WASHINGTON — Efforts by space agencies and companies to send missions to the moon and use water ice and other resources there have renewed debate about the international legal regime regarding such resources.
Much of the debate about the extraction and utilization of space resources over the last several years has focused on asteroid mining. Initiatives by two companies in particular, Deep Space Industries and Planetary Resources, with the long-term goal of mining asteroids led to the passage in 2015 of the Commercial Space Launch Amendments Act, which contained provisions that give such companies rights to resources they extract from asteroids.
Both Deep Space Industries and Planetary Resources, though, have been acquired in the last year, and no longer appear to be pursuing asteroid mining. No other companies appear to be as advanced as those two companies were on similar initiatives.
However, the international legal debate about space resources has not died down. “This is looking like something that’s going to happen in the real world in the relatively near future. The focus has shifted now from asteroids to the moon, and it’s shifted from metals to ice,” said Gabriel Swiney, a State Department attorney who deals with space law issues, during a Sept. 5 meeting of the NASA Advisory Council’s Regulatory and Policy Committee.
That shift is from proposals from a variety of government and private organizations to send spacecraft to the polar regions of the moon, where water ice may exist is significant concentrations in regions of craters that are in permanent shadow. If that ice does exist and can be extracted, it could be used for propellant or life support to support human bases on the moon or other activities in cislunar space.
NASA frequently cites the presence of water ice at the lunar poles as a key motivation for returning humans to the moon, and that ice could make long-term activities there sustainable, hence the interest from an advisory committee. “This is not an issue for the future, this is an issue for now,” said Mike Gold, chairman of the committee. “This capability isn’t a luxury. It’s a necessity.”

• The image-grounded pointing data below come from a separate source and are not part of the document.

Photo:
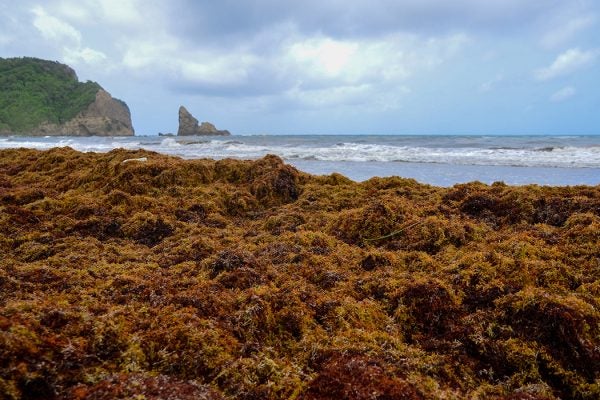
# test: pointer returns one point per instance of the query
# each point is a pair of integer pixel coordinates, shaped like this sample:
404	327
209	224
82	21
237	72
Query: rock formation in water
188	126
40	97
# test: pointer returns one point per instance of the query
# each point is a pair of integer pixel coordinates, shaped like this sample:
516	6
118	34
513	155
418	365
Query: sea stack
188	126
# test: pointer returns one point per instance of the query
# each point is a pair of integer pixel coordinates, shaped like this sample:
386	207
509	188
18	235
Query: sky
329	66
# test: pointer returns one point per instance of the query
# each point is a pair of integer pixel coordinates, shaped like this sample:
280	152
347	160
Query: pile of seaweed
132	274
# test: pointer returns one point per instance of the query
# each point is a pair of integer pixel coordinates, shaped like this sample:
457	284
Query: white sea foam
568	152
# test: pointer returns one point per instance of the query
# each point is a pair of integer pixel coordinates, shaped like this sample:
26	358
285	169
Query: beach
127	272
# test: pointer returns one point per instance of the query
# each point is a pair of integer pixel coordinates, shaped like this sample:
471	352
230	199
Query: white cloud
566	63
564	32
123	12
65	37
85	55
563	94
53	28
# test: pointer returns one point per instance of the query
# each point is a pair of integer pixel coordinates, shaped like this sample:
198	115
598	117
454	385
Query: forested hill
39	97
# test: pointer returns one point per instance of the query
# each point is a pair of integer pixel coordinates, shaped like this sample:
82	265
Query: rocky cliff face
106	116
188	126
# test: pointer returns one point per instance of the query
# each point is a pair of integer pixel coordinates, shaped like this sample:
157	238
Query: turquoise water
437	160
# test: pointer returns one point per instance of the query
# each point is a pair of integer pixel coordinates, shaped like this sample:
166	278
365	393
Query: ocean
435	160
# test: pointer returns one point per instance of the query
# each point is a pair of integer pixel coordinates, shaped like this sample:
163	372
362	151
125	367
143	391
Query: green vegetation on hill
34	91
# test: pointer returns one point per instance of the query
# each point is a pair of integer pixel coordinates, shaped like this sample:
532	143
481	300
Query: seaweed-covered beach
131	274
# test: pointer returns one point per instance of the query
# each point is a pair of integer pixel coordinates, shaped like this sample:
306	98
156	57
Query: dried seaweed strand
389	235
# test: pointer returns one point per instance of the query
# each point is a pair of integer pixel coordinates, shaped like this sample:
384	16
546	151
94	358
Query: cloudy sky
329	66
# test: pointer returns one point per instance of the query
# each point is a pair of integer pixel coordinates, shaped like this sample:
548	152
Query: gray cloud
229	19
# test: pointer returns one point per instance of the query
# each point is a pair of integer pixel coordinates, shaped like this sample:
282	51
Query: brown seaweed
209	279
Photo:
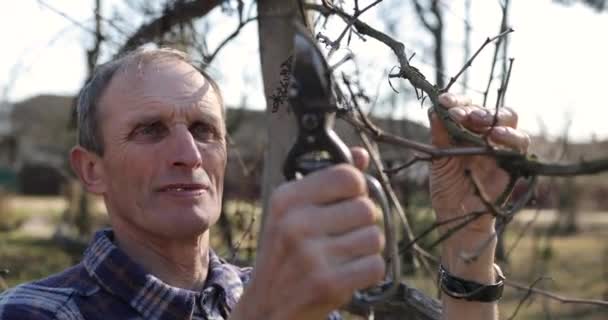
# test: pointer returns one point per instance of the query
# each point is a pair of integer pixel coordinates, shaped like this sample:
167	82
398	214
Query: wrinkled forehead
160	80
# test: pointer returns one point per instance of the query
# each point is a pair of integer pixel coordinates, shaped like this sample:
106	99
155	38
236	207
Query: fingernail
457	113
500	131
481	114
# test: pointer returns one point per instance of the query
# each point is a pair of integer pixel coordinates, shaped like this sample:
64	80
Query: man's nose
185	151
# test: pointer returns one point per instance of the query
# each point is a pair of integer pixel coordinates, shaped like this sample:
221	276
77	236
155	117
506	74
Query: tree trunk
276	30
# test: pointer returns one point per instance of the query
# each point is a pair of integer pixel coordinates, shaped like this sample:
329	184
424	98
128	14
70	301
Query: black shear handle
315	151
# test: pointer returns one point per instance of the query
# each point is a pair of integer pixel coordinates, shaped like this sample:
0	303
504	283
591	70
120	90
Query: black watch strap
459	288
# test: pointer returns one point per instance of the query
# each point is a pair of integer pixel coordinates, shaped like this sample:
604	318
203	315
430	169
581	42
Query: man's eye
203	132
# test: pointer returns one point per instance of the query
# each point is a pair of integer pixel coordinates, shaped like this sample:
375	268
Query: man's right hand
320	244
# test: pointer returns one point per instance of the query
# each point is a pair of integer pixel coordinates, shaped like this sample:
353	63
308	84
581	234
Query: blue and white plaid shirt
109	285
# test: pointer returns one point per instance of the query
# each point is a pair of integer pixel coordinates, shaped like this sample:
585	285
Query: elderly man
152	143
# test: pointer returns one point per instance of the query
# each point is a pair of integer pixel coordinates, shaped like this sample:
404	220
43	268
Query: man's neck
179	263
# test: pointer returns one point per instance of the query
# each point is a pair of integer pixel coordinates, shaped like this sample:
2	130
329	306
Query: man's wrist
470	256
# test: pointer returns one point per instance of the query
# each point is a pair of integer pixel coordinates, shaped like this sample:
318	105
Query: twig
412	161
503	26
470	61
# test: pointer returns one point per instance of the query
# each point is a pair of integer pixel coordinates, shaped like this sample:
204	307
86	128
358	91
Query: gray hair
87	109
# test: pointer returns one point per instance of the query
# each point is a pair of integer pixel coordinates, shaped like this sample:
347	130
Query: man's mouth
184	188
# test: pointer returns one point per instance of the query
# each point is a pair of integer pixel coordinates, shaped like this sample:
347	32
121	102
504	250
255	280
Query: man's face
165	151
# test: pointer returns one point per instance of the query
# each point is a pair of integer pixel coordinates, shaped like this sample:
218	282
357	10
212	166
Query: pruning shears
317	145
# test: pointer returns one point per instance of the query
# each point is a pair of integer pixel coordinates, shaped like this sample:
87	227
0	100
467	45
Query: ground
574	266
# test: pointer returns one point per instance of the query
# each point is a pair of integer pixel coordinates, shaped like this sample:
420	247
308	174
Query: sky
558	78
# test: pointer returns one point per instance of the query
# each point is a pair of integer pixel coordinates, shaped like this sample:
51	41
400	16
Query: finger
357	243
345	216
480	119
361	273
360	158
439	134
510	138
321	187
450	100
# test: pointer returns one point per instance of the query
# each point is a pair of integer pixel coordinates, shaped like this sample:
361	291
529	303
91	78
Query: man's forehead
166	81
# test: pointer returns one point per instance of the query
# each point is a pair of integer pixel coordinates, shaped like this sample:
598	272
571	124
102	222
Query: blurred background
557	86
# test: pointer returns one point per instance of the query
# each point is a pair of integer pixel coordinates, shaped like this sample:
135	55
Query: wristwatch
459	288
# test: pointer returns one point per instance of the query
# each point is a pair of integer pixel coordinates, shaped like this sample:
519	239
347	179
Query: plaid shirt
107	284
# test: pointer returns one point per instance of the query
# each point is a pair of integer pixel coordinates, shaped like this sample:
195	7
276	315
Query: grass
576	265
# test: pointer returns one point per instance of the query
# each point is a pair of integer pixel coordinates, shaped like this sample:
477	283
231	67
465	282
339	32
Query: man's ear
87	165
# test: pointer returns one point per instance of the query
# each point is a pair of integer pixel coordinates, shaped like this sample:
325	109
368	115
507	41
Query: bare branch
180	12
470	61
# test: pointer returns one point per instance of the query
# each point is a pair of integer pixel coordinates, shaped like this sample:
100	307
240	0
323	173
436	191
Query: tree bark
275	23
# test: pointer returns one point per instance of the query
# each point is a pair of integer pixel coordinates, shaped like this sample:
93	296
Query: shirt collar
150	296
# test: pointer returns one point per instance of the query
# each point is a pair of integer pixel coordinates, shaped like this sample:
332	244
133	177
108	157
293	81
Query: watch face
469	290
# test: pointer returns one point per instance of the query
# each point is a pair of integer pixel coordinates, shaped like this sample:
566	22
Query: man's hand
453	194
320	244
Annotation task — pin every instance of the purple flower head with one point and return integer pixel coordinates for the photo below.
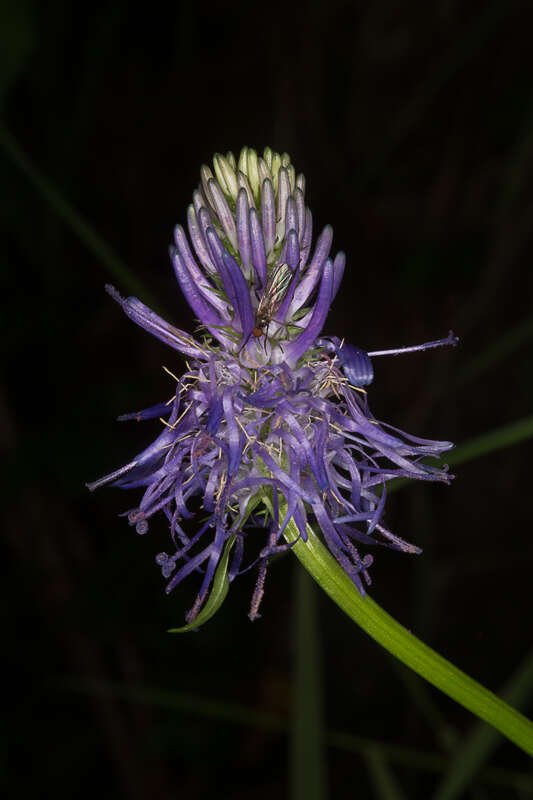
(269, 424)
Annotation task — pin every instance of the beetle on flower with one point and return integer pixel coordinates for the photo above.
(269, 423)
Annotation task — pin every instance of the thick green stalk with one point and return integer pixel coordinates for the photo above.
(404, 645)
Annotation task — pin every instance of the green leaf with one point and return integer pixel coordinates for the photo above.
(404, 645)
(218, 592)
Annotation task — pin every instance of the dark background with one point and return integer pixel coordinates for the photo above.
(414, 127)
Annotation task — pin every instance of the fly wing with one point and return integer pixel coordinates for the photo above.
(273, 293)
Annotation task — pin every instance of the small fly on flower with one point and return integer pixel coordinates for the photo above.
(272, 297)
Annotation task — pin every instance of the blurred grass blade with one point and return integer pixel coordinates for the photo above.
(236, 714)
(472, 753)
(307, 749)
(385, 785)
(73, 219)
(404, 645)
(514, 433)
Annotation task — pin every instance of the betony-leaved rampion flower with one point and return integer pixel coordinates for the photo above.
(266, 408)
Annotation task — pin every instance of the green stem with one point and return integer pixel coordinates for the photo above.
(406, 647)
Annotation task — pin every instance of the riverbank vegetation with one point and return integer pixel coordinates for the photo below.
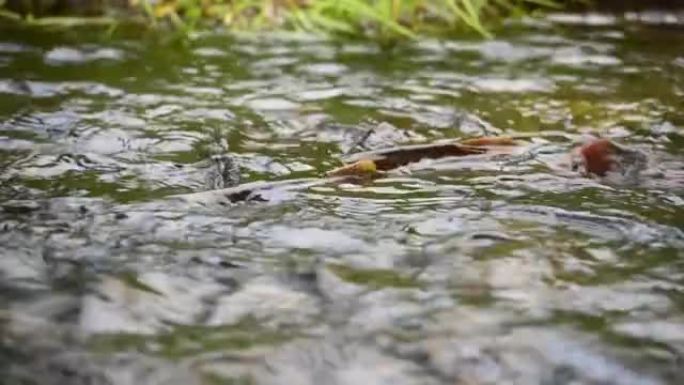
(375, 19)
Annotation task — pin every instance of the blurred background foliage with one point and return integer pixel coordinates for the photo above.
(375, 19)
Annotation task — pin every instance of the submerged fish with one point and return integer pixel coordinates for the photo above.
(604, 158)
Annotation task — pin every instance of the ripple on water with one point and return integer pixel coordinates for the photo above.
(486, 270)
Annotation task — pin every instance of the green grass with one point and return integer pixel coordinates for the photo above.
(375, 19)
(380, 20)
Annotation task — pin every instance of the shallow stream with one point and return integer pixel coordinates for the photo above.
(475, 270)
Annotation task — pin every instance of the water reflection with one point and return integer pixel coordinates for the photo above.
(481, 270)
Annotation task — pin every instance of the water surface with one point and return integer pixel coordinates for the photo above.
(485, 270)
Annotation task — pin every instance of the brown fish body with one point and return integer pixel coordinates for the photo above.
(602, 156)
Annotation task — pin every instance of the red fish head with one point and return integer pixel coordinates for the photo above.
(602, 156)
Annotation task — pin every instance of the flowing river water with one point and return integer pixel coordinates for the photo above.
(475, 270)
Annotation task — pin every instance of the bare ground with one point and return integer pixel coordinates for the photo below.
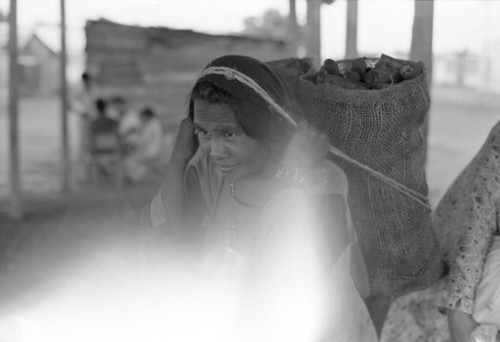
(60, 232)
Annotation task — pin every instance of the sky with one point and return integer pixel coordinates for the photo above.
(384, 25)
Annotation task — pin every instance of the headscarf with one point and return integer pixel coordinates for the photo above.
(266, 86)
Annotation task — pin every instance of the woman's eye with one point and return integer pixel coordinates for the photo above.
(201, 133)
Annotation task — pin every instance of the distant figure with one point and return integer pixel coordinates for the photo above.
(85, 107)
(102, 124)
(104, 140)
(145, 149)
(129, 121)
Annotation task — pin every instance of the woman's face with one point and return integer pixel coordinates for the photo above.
(221, 137)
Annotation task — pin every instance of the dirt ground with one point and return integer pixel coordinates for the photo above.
(61, 232)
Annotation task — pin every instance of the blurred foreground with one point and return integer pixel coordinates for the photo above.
(77, 241)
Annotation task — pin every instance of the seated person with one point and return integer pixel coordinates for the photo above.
(145, 149)
(104, 138)
(129, 121)
(248, 195)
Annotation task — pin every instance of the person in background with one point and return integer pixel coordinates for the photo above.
(129, 121)
(146, 147)
(249, 196)
(104, 139)
(84, 105)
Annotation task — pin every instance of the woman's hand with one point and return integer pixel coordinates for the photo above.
(461, 325)
(185, 144)
(307, 147)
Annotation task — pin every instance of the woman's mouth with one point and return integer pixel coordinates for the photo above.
(226, 168)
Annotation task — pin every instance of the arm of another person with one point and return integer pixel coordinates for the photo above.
(167, 209)
(473, 246)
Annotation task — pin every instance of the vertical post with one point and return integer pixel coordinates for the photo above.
(14, 171)
(65, 158)
(293, 29)
(421, 44)
(351, 39)
(313, 30)
(422, 33)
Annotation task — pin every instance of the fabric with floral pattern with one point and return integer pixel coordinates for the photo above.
(466, 220)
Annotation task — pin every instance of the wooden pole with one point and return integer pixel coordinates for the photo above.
(422, 33)
(351, 39)
(293, 28)
(313, 30)
(14, 171)
(421, 44)
(65, 156)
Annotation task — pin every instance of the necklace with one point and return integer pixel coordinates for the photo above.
(232, 191)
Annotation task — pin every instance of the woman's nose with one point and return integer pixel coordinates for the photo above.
(218, 148)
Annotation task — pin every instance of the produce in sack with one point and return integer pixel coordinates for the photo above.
(331, 67)
(381, 129)
(386, 72)
(410, 70)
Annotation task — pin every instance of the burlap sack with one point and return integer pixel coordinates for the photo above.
(381, 129)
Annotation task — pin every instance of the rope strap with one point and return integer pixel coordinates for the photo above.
(233, 74)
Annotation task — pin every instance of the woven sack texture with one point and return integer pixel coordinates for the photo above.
(383, 130)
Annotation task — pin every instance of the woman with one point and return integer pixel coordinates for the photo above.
(467, 219)
(254, 197)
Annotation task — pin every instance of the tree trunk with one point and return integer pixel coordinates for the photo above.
(351, 39)
(313, 30)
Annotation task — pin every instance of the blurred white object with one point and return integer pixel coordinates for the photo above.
(487, 303)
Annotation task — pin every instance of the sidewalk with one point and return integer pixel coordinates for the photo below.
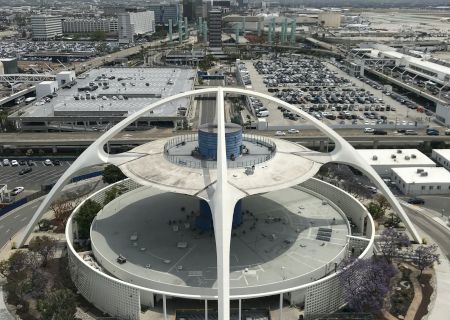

Discussion about an international legal regime for the use of space resources has been ongoing for the last several years, with passage of the 2015 U.S. law stimulating that. Swiney said that the view of other countries about the U.S. law have ranged from “curiosity” from a small number of nations to negative reactions from others, either for broader political issues to substantive concerns with the law.
Those views have been changing, he said, in part because of extensive outreach by the U.S. government and the private sector. A number of close allies that previously held no opinion about the law, including Australia, Canada, New Zealand and the United Kingdom, are now considering their own space resources policies.
Another example he mentioned was China, which originally opposed the U.S. law but now generally accepts there is a right to space resource utilization. Swiney said the most likely reason for that shift is that China itself is considering using lunar and other space resources in its long-term exploration plans.
The growing interest in lunar resources, and shifting positions among some nations, comes as the debate about space resource rights is about to enter a new chapter. The United Nations Committee on the Peaceful Uses of Outer Space (COPUOS) will establish a working group next specifically devoted to space resources. Swiney said that group will likely set up a three- to five-year “work plan” for addressing the issue.
The outcome of that that effort could range from non-binding recommendations for COPUOS members to adopt to the beginnings of an international treaty on the issue. “I’m not saying this is what’s going to happen, but if one were to negotiate a new treaty on a topic, this is usually how you would start,” he said.
Swiney said that countries like Greece and Germany have stated they want to use the new working group to “start negotiations on a comprehensive framework on space resource utilization,” language that could mean a treaty. Germany, he added, is rumored to be considering acceding to the Moon Agreement, a separate treaty that treats celestial bodies as the “common heritage of mankind” but one that most major spacefaring countries, including the United States, has not adopted.
The Regulatory and Policy Committee spent the bulk of its several-hour meeting working on recommendations for the full NASA Advisory Council calling on NASA to work with other government agencies to adopt its own set of principles supporting space resource utilization, one that follows both current U.S. law and existing treaties. Those principles would include notifying the U.N. of any space resource extraction activities in order to avoid potential interference with other space activities.
Those principles would be presented at the COPUOS discussions as a U.S viewpoint that could be an alternative to other, more restrictive proposals that people like Gold fear could interfere with everything from commercial robotic lunar landers to the Artemis program of human lunar landings and beyond.
“The extraction and utilization of resources is going to be critical for the success of not only going forward to the moon, but the spine of Artemis, the purpose, is to get to Mars. Resource utilization is going to be absolutely vital for Martian devleopment,” Gold said. “My greatest concern, and what we don’t want to have happen, is for anything to take place in the international community that would prohibit, burden or otherwise slow the progress of Artemis.”